Against a tonne of explosives, however, there is not much that can be done – except to cordon off the entire neighbourhood. Most of the Western embassies and consulates in Pakistan are protected in this way, but the Marriott, like other international hotels, government buildings and media offices, is on a main road that cannot be blocked without causing massive disruption. If the Islamist terrorists have matériel for many bombs of this type, protecting such targets will be impossible. If there are enough volunteers for suicide terrorism any public figure who condemns the extremists will be in mortal danger. The Pakistani State, with its overstretched, demoralised and desperately underfunded police, just does not have the resources to defend against a threat on this scale.
This is the real threat in Pakistan: not imminent “Islamic revolution”, state failure or loss of control of nuclear weapons, but a spread of terror, with sooner or later – as in Algeria and elsewhere – the State in desperation resorting to counter-terror in response. The State will survive but the bloodshed could dwarf anything seen since the loss of East Pakistan.

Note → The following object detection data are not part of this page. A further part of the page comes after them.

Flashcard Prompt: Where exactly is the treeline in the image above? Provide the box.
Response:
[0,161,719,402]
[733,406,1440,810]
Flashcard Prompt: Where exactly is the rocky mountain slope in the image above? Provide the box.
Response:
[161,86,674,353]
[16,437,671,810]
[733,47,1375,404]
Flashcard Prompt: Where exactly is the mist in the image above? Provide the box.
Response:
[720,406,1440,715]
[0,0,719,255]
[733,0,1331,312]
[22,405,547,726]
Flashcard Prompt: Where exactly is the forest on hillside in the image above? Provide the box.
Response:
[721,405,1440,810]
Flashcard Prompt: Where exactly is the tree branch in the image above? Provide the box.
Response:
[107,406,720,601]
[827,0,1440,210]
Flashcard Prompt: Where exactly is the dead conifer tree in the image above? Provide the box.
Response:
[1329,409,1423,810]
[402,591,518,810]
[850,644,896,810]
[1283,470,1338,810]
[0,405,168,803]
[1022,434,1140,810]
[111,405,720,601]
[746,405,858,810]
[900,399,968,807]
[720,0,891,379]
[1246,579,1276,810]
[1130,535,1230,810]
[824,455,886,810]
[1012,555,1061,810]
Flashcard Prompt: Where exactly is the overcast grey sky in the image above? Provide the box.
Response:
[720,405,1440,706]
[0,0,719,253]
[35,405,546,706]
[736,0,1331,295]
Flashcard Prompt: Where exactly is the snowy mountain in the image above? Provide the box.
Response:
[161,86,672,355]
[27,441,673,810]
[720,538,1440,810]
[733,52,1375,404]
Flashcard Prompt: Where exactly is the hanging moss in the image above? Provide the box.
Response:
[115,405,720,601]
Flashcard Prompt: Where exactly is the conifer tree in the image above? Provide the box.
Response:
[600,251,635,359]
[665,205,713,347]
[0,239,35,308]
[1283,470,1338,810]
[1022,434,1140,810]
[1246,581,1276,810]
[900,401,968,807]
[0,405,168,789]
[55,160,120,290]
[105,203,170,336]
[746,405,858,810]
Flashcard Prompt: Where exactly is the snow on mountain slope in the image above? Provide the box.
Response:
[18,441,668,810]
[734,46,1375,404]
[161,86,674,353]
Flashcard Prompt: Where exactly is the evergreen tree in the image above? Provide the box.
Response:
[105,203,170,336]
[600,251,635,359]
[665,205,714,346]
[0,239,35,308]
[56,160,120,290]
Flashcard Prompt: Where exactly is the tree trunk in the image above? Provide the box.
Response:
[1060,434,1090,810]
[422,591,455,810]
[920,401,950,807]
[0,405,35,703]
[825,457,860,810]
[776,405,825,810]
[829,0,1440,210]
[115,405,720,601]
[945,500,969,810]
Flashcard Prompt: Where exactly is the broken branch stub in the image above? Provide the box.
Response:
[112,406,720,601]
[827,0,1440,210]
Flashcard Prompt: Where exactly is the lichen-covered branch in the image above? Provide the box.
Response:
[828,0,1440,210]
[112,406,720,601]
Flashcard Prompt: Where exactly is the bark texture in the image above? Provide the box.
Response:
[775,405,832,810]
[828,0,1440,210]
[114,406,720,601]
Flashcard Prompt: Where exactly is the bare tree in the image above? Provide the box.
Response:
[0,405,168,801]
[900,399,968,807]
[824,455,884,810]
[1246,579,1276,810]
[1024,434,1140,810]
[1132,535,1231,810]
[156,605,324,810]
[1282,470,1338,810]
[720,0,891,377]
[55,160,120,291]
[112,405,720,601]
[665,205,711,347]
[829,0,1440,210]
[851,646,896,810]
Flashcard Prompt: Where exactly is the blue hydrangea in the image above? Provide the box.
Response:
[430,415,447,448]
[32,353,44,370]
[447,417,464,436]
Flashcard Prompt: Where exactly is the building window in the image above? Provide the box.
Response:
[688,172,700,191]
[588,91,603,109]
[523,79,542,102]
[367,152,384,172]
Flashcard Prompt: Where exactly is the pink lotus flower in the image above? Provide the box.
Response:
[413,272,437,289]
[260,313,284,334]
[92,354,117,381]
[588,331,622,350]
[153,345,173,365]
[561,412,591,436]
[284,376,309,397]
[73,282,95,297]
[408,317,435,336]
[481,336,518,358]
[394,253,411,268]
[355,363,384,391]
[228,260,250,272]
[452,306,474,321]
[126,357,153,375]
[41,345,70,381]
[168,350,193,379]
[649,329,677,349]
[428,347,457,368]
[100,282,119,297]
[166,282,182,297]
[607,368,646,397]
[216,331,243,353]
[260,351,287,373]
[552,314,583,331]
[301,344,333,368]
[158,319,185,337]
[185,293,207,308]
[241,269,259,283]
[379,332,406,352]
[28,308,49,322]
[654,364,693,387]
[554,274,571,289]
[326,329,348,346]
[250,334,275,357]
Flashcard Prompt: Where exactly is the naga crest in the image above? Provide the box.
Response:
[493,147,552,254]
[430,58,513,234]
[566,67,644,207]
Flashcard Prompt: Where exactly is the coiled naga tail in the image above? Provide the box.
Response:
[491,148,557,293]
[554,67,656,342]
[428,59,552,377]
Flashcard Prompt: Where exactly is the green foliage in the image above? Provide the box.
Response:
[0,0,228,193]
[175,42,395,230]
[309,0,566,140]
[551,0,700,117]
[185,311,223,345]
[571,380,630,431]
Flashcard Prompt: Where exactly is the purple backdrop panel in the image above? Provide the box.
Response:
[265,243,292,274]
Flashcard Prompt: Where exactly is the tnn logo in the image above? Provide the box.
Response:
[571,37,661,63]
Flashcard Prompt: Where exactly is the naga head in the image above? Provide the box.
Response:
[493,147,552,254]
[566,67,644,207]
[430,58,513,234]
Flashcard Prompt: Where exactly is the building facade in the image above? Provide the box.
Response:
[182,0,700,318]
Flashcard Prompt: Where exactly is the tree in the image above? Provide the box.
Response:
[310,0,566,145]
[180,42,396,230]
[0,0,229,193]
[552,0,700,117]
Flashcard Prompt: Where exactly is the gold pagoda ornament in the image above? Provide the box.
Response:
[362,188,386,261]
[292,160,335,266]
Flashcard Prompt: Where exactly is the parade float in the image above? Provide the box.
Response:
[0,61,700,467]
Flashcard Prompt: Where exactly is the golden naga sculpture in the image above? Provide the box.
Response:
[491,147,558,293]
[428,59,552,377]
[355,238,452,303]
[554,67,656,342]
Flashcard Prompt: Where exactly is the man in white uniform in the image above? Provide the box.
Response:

One effect will be to increase the stream of educated people leaving the country. In Peshawar many business and professional families are preparing lines of escape to Western countries. If this occurs across Pakistan, accompanied by a flight of foreign businessmen and foreign investment, economic growth will vanish, further fuelling extremism.
The willingness of the Pakistani Taleban (the Tehrik e-Taleban e-Pakistan, or TTP) to carry out massive terror attacks in Pakistan itself has been obvious since last month, when it killed dozens of workers at the munitions complex at Wah. I expected this to produce a strong reaction against them in the Pakistani public, but in the Pashtun areas at least this was not the case. All too many of the people I spoke to there were prepared to justify the attack because “this was a military target and the military are taking American money to kill their own people”, as one farmer told me.

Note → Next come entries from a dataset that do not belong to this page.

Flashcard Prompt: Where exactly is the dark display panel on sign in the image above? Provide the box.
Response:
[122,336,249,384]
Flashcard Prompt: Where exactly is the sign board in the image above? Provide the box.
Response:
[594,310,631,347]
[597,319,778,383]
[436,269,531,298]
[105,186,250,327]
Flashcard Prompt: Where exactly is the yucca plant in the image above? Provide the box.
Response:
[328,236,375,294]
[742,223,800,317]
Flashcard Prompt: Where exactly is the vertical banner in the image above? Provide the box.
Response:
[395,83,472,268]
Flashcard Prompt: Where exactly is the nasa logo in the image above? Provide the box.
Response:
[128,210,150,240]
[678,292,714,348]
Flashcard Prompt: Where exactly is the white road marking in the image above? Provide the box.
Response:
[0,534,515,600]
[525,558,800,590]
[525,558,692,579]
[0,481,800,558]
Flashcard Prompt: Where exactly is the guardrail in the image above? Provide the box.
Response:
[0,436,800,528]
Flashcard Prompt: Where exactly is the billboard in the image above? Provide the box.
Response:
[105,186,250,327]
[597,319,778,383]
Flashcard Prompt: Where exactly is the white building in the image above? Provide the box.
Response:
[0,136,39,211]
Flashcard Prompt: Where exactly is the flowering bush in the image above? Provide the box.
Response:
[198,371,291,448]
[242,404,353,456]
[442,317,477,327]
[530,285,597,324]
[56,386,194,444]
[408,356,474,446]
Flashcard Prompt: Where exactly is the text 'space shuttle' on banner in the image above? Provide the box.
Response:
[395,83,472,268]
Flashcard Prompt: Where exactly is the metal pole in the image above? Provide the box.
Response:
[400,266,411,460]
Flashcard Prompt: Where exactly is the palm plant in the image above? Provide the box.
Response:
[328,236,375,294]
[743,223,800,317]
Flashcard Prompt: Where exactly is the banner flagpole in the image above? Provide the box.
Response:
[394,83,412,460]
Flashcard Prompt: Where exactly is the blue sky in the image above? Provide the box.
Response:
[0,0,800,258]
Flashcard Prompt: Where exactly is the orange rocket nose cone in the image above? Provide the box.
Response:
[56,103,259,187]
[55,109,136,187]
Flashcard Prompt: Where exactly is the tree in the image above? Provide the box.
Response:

Also of importance in sapping the population’s will to support tough action against the TTP is the extent to which conspiracy theories dominate much Pakistani popular and even elite thinking. Again and again I heard that the Wah attack was not the work of the TTP (even though they publicly claimed responsibility) but of the Indian, Israeli or US secret services.
The latest attack, however, may produce two good results. The first is a stronger determination in the civilian Government and the military to work together to defeat the extremists. The second is a reminder to the West that what happens in Pakistan is not just an aspect of our campaign in Afghanistan. Pakistan is a much more important country and is in serious peril. It needs all the help we can give.
Anatol Lieven is a professor at King's College London. He was previously The Times's correspondent in Pakistan and revisited it recently to research a book.